Avec le foisonnement des nouveaux auteurs et des nouvelles collections, on a vu certaines d’entre elles se bâtir une très sérieuse réputation. Notamment Poisson Pilote chez Dargaud. Mais la politique de Soleil est tout autre : quand une série fonctionne dans une ‘petite collection’ (et ce fut le cas ici), on lui autorise une réédition en grand format. Un peu comme si c’était une promotion interne quoi. Soit. Il s’avère en tout cas que cette promotion de Daffodil est associée à un profond remaniement de la série. On le devine dès la couverture de ce Nosferatu : Olivier Brrémaud et Giovanni Rigano ne sont plus là pour rigoler ! Enfin si, mais plus seulement. Dans ce deuxième tome de Daffodil, les auteurs ont opté pour un changement de ton net et avec dégoulinures : ça va saigner.
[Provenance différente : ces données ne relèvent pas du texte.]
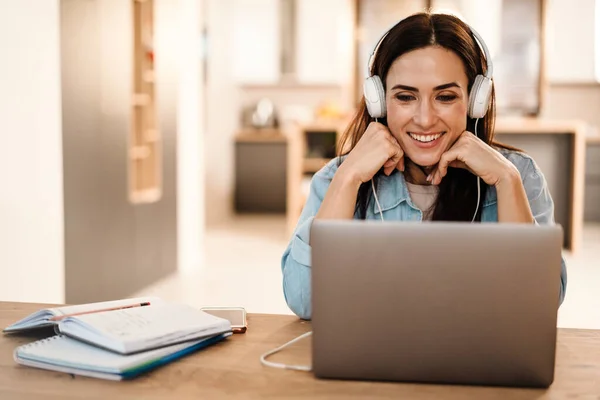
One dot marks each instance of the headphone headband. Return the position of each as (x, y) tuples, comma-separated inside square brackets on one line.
[(488, 58)]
"Fausse alerte, papa ! Finalement, elle mange quelqu’un d’autre !"
Avant de devenir l’odieux chef de la police que l’on sait, le commodore Jerk avait nourri dans son enfance des ambitions d’archéologue. Jusqu’au jour où, presque par hasard, il avait découvert Le Livre des Morts et ainsi la possibilité d’invoquer La Luz. Mais l’émanation des ténèbres lui a toujours refusé le privilège de l’immortalité, et elle expie depuis cette faute, prisonnière des souterrains de la villa du général. Pourtant, Nosferatu est sur sa trace, car le vampire espère bien s’unir au pouvoir démoniaque de La Luz. Cette quête l’a mené jusque là dans les souterrains de la ville, où les hommes du Commodore l’attendent déjà.
Daffodil, Globuline et Achille sont donc prises entre les feux croisés des deux groupes : les têtes volent, les gorges se déploient et les balles fusent, reportant l’affrontement entre Daffodil et Nosferatu. Tandis que les agents du Parlement des vampires tâchent de sauver leur peau, Nosferatu parvient à mettre la main sur La Luz et tente de s’accoupler avec elle. Mais c’est sans compter sur les facéties de Milan et Roman, les deux adorables otages de Daffodil, et la résistance cybernétique du Commodore Jerk. Comme si, en fin de compte, le Mal devait s’annihiler lui-même.
Comme un allongement de dent chez les vampires
On l’a déjà dit : ce deuxième tome de Daffodil marque un tournant à quatre-vingt-dix degrés dans la série. Nouvelle collection, et donc nouveau public attendu : plus adulte, plus gore. Du coup, les auteurs ont mis le paquet sur la sanguinolence. Ce tome enchaîne pourtant parfaitement avec Addio-Colonnello et vient clore l’épisode de la dissidence de Nosferatu. D’un point de vue scénaristique, l’humour, même s’il est assombri par l’ambiance générale, est toujours présent. Des petits détails : ici aucune mâchoire qui saute, là les armes absolues contre les vampires en forme d’aspirateur, là encore une sortie insouciante de Roman, ponctuent agréablement ce tome résolument orienté vers le foncé.
Justement dans Nosferatu, toutes les couleurs de la série ont pris une nouvelle épaisseur, comme doublé leur profondeur. Une chose est certaine, la qualité du travail numérique des couleurs de Lamanna est bien meilleure dans ce nouvel opus : les dégradés sont mieux maîtrisés et les effets de lumière (dans un tome très souterrain) sont de très haute volée. A côté de cela, certains regretteront peut-être la disparition des tons aigre-doux de la première édition ? Fini le camaïeu de grenadine et d’anis : cette fois le sang arbore la couleur du vin. Sa substance, jusque là épaisse comme de la mélasse, a désormais la fluidité nécessaire à de grandes et salissantes effusions. Plus trace dans le regard de Daffodil et ses comparses de cette espèce de forfanterie infantile : les agents sont dans de beaux draps et le mesurent bien.